Reutlingen / SWP Ob E-Book, E-Audio, E-Paper oder E-Video: Die öffentlichen Bibliotheken halten mit dem digitalen Trend Schritt. Im Juli starten zehn Bibliotheken mit der E-Ausleihe Neckar-Alb - Medien zum Download.

ANNE LEIPOLD

Interkommunal gestaltet sich die neue Ausleihe der elektronischen Medien. Ob Bücher, Hörbücher, Zeitschriften oder Videos - all diese Medien stehen ab Juli in zehn öffentlichen Bibliotheken der Region für die dortigen Kunden zum Herunterladen bereit. Den festen Rahmen gibt die jetzt unterzeichnete Vereinbarung zwischen den Bürgermeistern der Kommunen Bodelshausen, Dettingen, Dußlingen, Laichingen, Langenau und Münsingen sowie den Oberbürgermeistern von Metzingen, Mössingen, Tübingen und Reutlingen im großen Studio der Stadtbibliothek.

Seit Oktober 2008 ist die digitale Ausleihe in der Reutlinger Stadtbibliothek möglich. Bereits 4500 elektronische Medien sind hier eingepflegt, auf die momentan rund 1200 Kunden zugreifen. Davon nutzen 13 Personen ausschließlich die Ausleihe per Internet, ein Leser wohnt sogar auf Teneriffa.

Allein im vergangenen Jahr wurden rund 11 000 Medien auf elektronischem Weg ausgeliehen. Besonders nach Weihnachten sei die Nachfrage stark angestiegen, hat Bibliotheksleiterin Christa Gmelch beobachtet. Weitere 2000 digitale Medien werden zum Start am 5. Juli in Tübingen angeschafft und schließlich kontinuierlich weiter ausgebaut, sagte Gmelch. Im Bereich der Zeitschriften kann im ersten halben Jahr Dein Spiegel, die Wirtschaftswoche und Der Spiegel online genutzt werden.

Die gemeinsame Homepage präsentiert sich in frühlingshaftem Grün mit einem gemeinsamen Logo, aber auch von jeder Seite der teilnehmenden Bibliotheken ist der Zugriff möglich. Benötigt wird lediglich ein gültiger Bibliotheksausweis. Wie beim Online-Einkauf wird das gewünschte Medium in den Medienkorb gelegt und ausgeliehen. Schließlich kann der Titel in den Formaten ePUB, PDF, wma oder wmv heruntergeladen werden, ob auf den Computer, das Notebook, den E-Book-Reader, das iPad, Smartphone, den Tablet-PC oder MP3-Player. Nach Ende der Leihfrist - Bücher und Hörbücher 14 Tage, Video sieben Tage und Zeitschriften einen Tag - erklärt Alexandra Piper von der Stadtbibliothek, werden die Titel vom Benutzerkonto gelöscht und können auf den Datenträgern nicht mehr genutzt werden. Der Kunde hat den Vorteil, dass keine Mahngebühren anfallen und die Vormerkung im Internet für ihn kostenlos ist.

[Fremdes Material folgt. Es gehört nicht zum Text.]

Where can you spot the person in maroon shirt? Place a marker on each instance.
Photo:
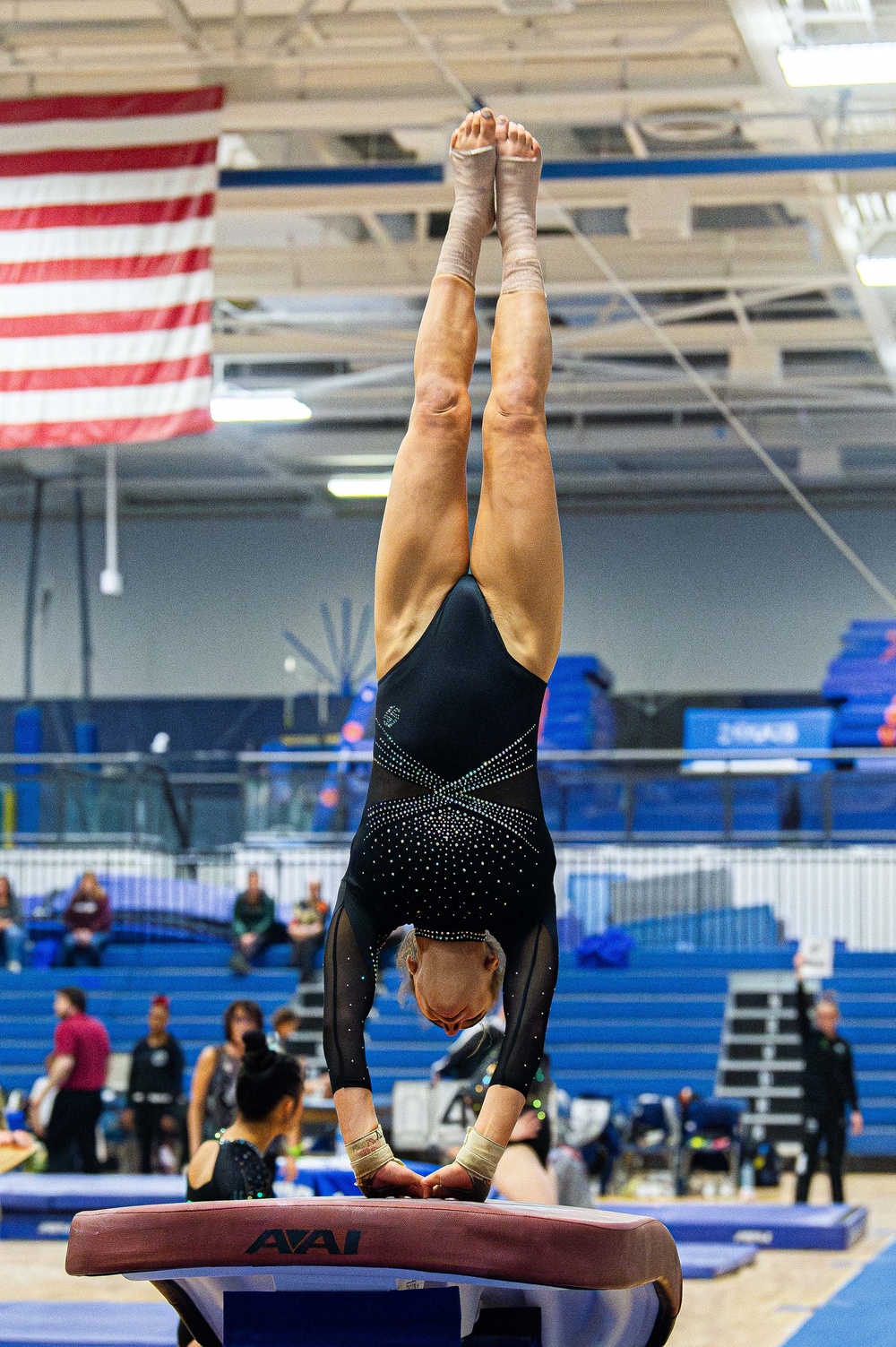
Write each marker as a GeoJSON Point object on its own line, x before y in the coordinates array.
{"type": "Point", "coordinates": [90, 920]}
{"type": "Point", "coordinates": [78, 1071]}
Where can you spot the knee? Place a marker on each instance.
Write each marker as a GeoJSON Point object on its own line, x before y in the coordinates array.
{"type": "Point", "coordinates": [441, 396]}
{"type": "Point", "coordinates": [519, 395]}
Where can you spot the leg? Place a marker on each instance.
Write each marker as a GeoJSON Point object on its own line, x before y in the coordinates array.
{"type": "Point", "coordinates": [425, 538]}
{"type": "Point", "coordinates": [516, 552]}
{"type": "Point", "coordinates": [807, 1159]}
{"type": "Point", "coordinates": [836, 1145]}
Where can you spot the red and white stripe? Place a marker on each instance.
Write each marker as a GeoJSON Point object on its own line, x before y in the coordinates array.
{"type": "Point", "coordinates": [107, 220]}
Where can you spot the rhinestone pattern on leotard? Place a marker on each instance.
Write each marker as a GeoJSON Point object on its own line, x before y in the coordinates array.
{"type": "Point", "coordinates": [451, 841]}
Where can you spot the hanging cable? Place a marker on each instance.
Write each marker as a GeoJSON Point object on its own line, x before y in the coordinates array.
{"type": "Point", "coordinates": [702, 384]}
{"type": "Point", "coordinates": [625, 292]}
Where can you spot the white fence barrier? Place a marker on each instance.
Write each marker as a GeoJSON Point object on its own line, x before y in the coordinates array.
{"type": "Point", "coordinates": [666, 894]}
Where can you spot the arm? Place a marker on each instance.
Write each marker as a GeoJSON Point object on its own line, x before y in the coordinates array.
{"type": "Point", "coordinates": [350, 988]}
{"type": "Point", "coordinates": [131, 1075]}
{"type": "Point", "coordinates": [198, 1094]}
{"type": "Point", "coordinates": [269, 915]}
{"type": "Point", "coordinates": [103, 920]}
{"type": "Point", "coordinates": [856, 1121]}
{"type": "Point", "coordinates": [177, 1065]}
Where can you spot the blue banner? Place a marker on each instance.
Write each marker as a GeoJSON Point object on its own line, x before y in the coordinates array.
{"type": "Point", "coordinates": [781, 731]}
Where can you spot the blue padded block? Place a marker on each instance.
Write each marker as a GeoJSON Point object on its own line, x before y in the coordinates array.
{"type": "Point", "coordinates": [861, 1314]}
{"type": "Point", "coordinates": [342, 1319]}
{"type": "Point", "coordinates": [86, 1323]}
{"type": "Point", "coordinates": [705, 1261]}
{"type": "Point", "coordinates": [767, 1224]}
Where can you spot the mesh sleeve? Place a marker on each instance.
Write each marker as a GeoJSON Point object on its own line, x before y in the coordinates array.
{"type": "Point", "coordinates": [349, 980]}
{"type": "Point", "coordinates": [529, 988]}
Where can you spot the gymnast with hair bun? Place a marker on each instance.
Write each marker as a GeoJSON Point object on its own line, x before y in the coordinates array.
{"type": "Point", "coordinates": [453, 840]}
{"type": "Point", "coordinates": [269, 1095]}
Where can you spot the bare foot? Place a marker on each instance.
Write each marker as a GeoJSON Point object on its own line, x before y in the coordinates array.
{"type": "Point", "coordinates": [475, 133]}
{"type": "Point", "coordinates": [515, 142]}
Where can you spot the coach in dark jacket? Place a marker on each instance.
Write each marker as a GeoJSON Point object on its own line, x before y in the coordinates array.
{"type": "Point", "coordinates": [829, 1086]}
{"type": "Point", "coordinates": [155, 1086]}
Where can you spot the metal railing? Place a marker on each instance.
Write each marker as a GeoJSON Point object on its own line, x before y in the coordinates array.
{"type": "Point", "coordinates": [612, 795]}
{"type": "Point", "coordinates": [64, 798]}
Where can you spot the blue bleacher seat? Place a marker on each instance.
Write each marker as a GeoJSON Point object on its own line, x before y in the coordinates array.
{"type": "Point", "coordinates": [671, 806]}
{"type": "Point", "coordinates": [864, 805]}
{"type": "Point", "coordinates": [756, 805]}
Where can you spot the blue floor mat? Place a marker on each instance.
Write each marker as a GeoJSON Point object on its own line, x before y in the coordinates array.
{"type": "Point", "coordinates": [764, 1223]}
{"type": "Point", "coordinates": [86, 1192]}
{"type": "Point", "coordinates": [705, 1261]}
{"type": "Point", "coordinates": [861, 1314]}
{"type": "Point", "coordinates": [86, 1323]}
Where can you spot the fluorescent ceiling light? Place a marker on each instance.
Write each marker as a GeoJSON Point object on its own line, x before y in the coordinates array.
{"type": "Point", "coordinates": [876, 271]}
{"type": "Point", "coordinates": [248, 407]}
{"type": "Point", "coordinates": [358, 485]}
{"type": "Point", "coordinates": [847, 64]}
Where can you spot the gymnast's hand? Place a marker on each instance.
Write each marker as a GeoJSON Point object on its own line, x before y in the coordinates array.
{"type": "Point", "coordinates": [393, 1180]}
{"type": "Point", "coordinates": [453, 1181]}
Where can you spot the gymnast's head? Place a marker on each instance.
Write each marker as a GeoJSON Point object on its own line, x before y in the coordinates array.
{"type": "Point", "coordinates": [454, 982]}
{"type": "Point", "coordinates": [269, 1087]}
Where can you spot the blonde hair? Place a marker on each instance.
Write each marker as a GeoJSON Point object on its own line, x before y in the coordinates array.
{"type": "Point", "coordinates": [409, 950]}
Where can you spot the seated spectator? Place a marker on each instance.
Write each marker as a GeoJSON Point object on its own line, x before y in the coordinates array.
{"type": "Point", "coordinates": [11, 927]}
{"type": "Point", "coordinates": [155, 1086]}
{"type": "Point", "coordinates": [307, 928]}
{"type": "Point", "coordinates": [90, 921]}
{"type": "Point", "coordinates": [254, 926]}
{"type": "Point", "coordinates": [78, 1071]}
{"type": "Point", "coordinates": [285, 1023]}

"Wenn wir schon digital unterwegs sind, bietet es sich an, das gemeinsam zu machen und gemeinsam der Bürgerschaft in der Region die Medien zur Verfügung zu stellen", freute sich Reutlingens OB Barbara Bosch über dieses "denkwürdige Ereignis" und die "außerordentlich lobende Sache". Sie ist überzeugt, mit dieser Vereinbarung den richtigen Weg einzuschlagen, zumal die gesellschaftliche Entwicklung dies den Bibliotheken abverlange. Finanziert wird die digitale Ausleihe über die Kommunen, die jährliche je fünf Cent pro Einwohner für die Anschaffung der Medien zur Verfügung stellen. Darüber hinaus leisten sie einen jährlichen Beitrag an die digitale virtuelle Bibliothek.

An dieser interkommunalen Zusammenarbeit können sich weitere öffentliche Bibliotheken der Region beteiligen, bis zu einer Gesamtzahl von maximal 500 000 Einwohnern. Für das kommende Jahr gibt es bereits Interessenten, weiß Gmelch.